Stroke Syndromes
Pharmacology
TBI Sequelae
Disorders of Consciousness
Scales/ Assessments
100

A patient presents with contralateral leg weakness, urinary incontinence, and abulia following an ischemic stroke

What is an ACA infarct?

100

What is the maximum recommended daily dose for baclofen? 

What is 80 mg?

100

A patient with a mild TBI reports headache, dizziness, and difficulty concentrating despite a normal CT scan. This syndrome is the most likely diagnosis

Post-concussion syndrome

100

This state is characterized by the complete absence of wakefulness and awareness, with eyes remaining closed.

Coma

100

This scale rates independence across ADLs and mobility, widely used in inpatient rehab.

What is the Functional Independence Measure (FIM)?

200

Patient presents with right sided facial pain/temperature loss, left sided body pain/temperature loss, right sided Horner syndrome but no motor weakness.

What is Wallenberg syndrome (lateral medullary)? 

200

This drug, originally developed as an antiviral, is now commonly used off-label to promote arousal and functional recovery in patients with disorders of consciousness after severe TBI. What is the drug and its mechanism of action?

Amantadine; NMDA receptor antagonist 

200

A patient becomes agitated with diaphoresis, hypertension, tachycardia, hyperthermia, and extensor posturing after severe TBI. This syndrome is the most likely diagnosis.

Paroxysmal sympathetic hyperactivity

200

Six months after severe TBI, a patient demonstrates reproducible command following and purposeful object use but is unable to communicate consistently. According to the disorders of consciousness framework, this diagnosis best fits.

Minimally Conscious State

200

8-level behavioral rating scale, developed specifically for TBI, ranges from "no response" (Level 1) to "purposeful, appropriate response" (Level 8) and is used to monitor stages of recovery.

What is the Rancho Los Amigos Scale (RLAS)?

300

Patient presents with inability to abduct left eye, left facial weakness, left conjugate gaze palsy with right sided weakness. 

What is Raymond-Foville syndrome? 

300

This osmotic diuretic is commonly given for elevated ICP, working by drawing free water out of brain tissue and into the vasculature

What is mannitol?

300

Months after TBI, a patient develops depression, fatigue, weight gain, decreased libido, and poor rehabilitation progress. These symptoms should prompt evaluation for this endocrine complication.

Hypopituitarism

300

According to diagnostic criteria, this finding is sufficient to establish emergence from the minimally conscious state.

Functional object use or reliable functional communication

300

This assessment specifically measures post-stroke motor recovery across arm, leg, balance, and sensation domains.

What is the Fugl-Meyer Assessment?

400

A patient has fluent but nonsensical speech, poor auditory comprehension, impaired repetition, and is unaware of the language deficit. Motor strength is normal. 

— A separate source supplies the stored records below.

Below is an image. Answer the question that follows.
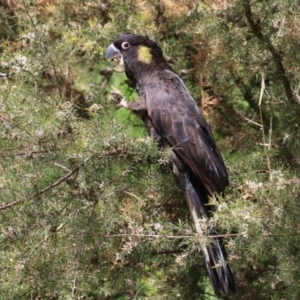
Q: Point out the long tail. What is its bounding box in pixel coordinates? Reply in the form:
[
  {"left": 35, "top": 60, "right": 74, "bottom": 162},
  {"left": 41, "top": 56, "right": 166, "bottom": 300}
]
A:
[{"left": 173, "top": 157, "right": 236, "bottom": 296}]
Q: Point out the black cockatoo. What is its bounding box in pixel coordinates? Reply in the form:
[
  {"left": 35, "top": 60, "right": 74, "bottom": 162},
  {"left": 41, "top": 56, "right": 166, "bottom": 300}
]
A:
[{"left": 105, "top": 34, "right": 235, "bottom": 296}]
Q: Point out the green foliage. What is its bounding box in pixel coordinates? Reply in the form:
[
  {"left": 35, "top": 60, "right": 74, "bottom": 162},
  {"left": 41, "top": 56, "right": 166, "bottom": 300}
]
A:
[{"left": 0, "top": 0, "right": 300, "bottom": 300}]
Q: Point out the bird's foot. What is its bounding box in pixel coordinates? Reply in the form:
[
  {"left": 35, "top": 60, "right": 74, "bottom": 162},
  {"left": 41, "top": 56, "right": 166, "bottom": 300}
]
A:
[{"left": 111, "top": 89, "right": 128, "bottom": 108}]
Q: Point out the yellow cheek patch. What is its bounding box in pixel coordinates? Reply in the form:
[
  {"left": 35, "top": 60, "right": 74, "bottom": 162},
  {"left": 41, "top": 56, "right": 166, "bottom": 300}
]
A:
[{"left": 138, "top": 46, "right": 152, "bottom": 64}]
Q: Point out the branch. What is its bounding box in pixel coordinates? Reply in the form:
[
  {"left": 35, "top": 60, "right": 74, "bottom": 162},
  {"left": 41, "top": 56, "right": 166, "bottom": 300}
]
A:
[
  {"left": 97, "top": 233, "right": 240, "bottom": 240},
  {"left": 244, "top": 0, "right": 299, "bottom": 105},
  {"left": 0, "top": 156, "right": 93, "bottom": 210}
]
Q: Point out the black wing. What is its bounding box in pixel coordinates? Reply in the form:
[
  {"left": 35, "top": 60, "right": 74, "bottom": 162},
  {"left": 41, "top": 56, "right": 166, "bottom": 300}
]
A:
[{"left": 145, "top": 70, "right": 228, "bottom": 195}]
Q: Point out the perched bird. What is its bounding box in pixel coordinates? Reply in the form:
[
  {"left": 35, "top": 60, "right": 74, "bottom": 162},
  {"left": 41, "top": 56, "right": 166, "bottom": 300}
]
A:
[{"left": 105, "top": 34, "right": 235, "bottom": 296}]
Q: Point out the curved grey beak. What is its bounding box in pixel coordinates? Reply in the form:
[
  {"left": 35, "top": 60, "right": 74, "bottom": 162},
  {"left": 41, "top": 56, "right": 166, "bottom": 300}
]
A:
[{"left": 105, "top": 44, "right": 121, "bottom": 60}]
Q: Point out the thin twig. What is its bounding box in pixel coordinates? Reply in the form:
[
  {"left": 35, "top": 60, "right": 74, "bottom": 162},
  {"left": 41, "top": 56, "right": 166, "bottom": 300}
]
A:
[
  {"left": 123, "top": 191, "right": 141, "bottom": 201},
  {"left": 258, "top": 73, "right": 271, "bottom": 175},
  {"left": 97, "top": 233, "right": 240, "bottom": 240},
  {"left": 0, "top": 156, "right": 93, "bottom": 210}
]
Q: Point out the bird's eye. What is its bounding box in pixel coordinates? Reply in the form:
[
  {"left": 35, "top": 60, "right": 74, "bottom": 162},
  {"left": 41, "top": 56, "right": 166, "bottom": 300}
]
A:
[{"left": 121, "top": 42, "right": 130, "bottom": 50}]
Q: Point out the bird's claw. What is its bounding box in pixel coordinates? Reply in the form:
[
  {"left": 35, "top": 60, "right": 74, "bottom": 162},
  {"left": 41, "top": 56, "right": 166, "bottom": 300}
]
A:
[{"left": 111, "top": 89, "right": 128, "bottom": 108}]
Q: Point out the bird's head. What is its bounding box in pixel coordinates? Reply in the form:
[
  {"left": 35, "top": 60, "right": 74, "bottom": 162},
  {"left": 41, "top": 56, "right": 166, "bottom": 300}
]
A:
[{"left": 105, "top": 34, "right": 166, "bottom": 83}]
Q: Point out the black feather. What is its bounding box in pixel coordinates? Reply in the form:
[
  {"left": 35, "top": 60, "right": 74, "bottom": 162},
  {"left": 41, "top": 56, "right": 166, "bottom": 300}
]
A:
[{"left": 108, "top": 34, "right": 235, "bottom": 296}]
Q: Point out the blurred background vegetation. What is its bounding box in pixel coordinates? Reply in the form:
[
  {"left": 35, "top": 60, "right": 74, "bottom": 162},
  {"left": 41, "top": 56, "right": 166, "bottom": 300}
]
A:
[{"left": 0, "top": 0, "right": 300, "bottom": 300}]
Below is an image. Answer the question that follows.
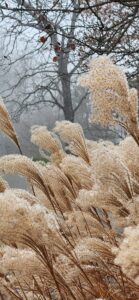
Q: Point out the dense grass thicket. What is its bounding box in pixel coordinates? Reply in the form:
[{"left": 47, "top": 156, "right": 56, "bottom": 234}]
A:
[{"left": 0, "top": 56, "right": 139, "bottom": 300}]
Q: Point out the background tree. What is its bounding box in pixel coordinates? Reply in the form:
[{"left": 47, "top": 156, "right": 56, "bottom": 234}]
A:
[{"left": 0, "top": 0, "right": 139, "bottom": 121}]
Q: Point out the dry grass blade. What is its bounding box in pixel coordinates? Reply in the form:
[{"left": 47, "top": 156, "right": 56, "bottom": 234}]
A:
[{"left": 0, "top": 97, "right": 21, "bottom": 153}]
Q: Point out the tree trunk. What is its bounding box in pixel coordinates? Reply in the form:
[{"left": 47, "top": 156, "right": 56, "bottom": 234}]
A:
[
  {"left": 61, "top": 74, "right": 74, "bottom": 122},
  {"left": 58, "top": 57, "right": 74, "bottom": 122}
]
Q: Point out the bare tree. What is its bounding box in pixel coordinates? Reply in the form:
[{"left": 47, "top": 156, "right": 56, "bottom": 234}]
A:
[{"left": 0, "top": 0, "right": 139, "bottom": 121}]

Name the type of aphasia and the artery affected, along with if its superioir or inferior

What is a dominant inferior division MCA stroke causing Wernicke aphasia

400

Which drug has been shown to be effective in motor recovery after an ischemic stroke

Fluoxetine

400

A patient with TBI insists there are no deficits despite obvious cognitive and functional impairments. This lack of awareness of one's deficits is known as:

Anosognosia

400

The inability to reliably communicate despite preserved consciousness should prompt clinicians to consider this diagnosis before concluding a patient has a disorder of consciousness.

Locked-in syndrome

(characterized by intact consciousness with quadriplegia and anarthria due to a ventral pontine lesion)

400

10-item scale as a measure of basic ADL performance, where a score of 100 indicates full independence and scores ≤40 indicate severe dependence.

What is the Barthel Index (BI)?

500

Why is motor function preserved in Wallenberg syndrome? 

corticospinal tract (pyramidal tract) runs through the medial/ventral medulla, wallenberg affects PICA which supplies lateral medulla 

500

In the TBI population, which antiseizure drug is prefered for partial seizure and which for general seizure?

Carbamazepine for partial seizure 

Valproic acid for general seizures

500

Months after a severe TBI, a patient develops progressive agitation, rigidity, bradykinesia, and dystonia due to injury of the basal ganglia and dopaminergic pathways. This delayed sequela is known as:

Post-traumatic parkinsonism

500

This neurophysiologic test is increasingly used to identify covert consciousness in patients unable to demonstrate purposeful motor output.

EEG

500

This spasticity assessment tool, unlike the MAS, specifically measures the velocity-dependent component of spasticity by testing at both slow and fast speeds and grading the response on a 0–5 scale, making it more consistent with the physiological definition of spasticity.

What is the Tardieu Scale (or Modified Tardieu Scale)?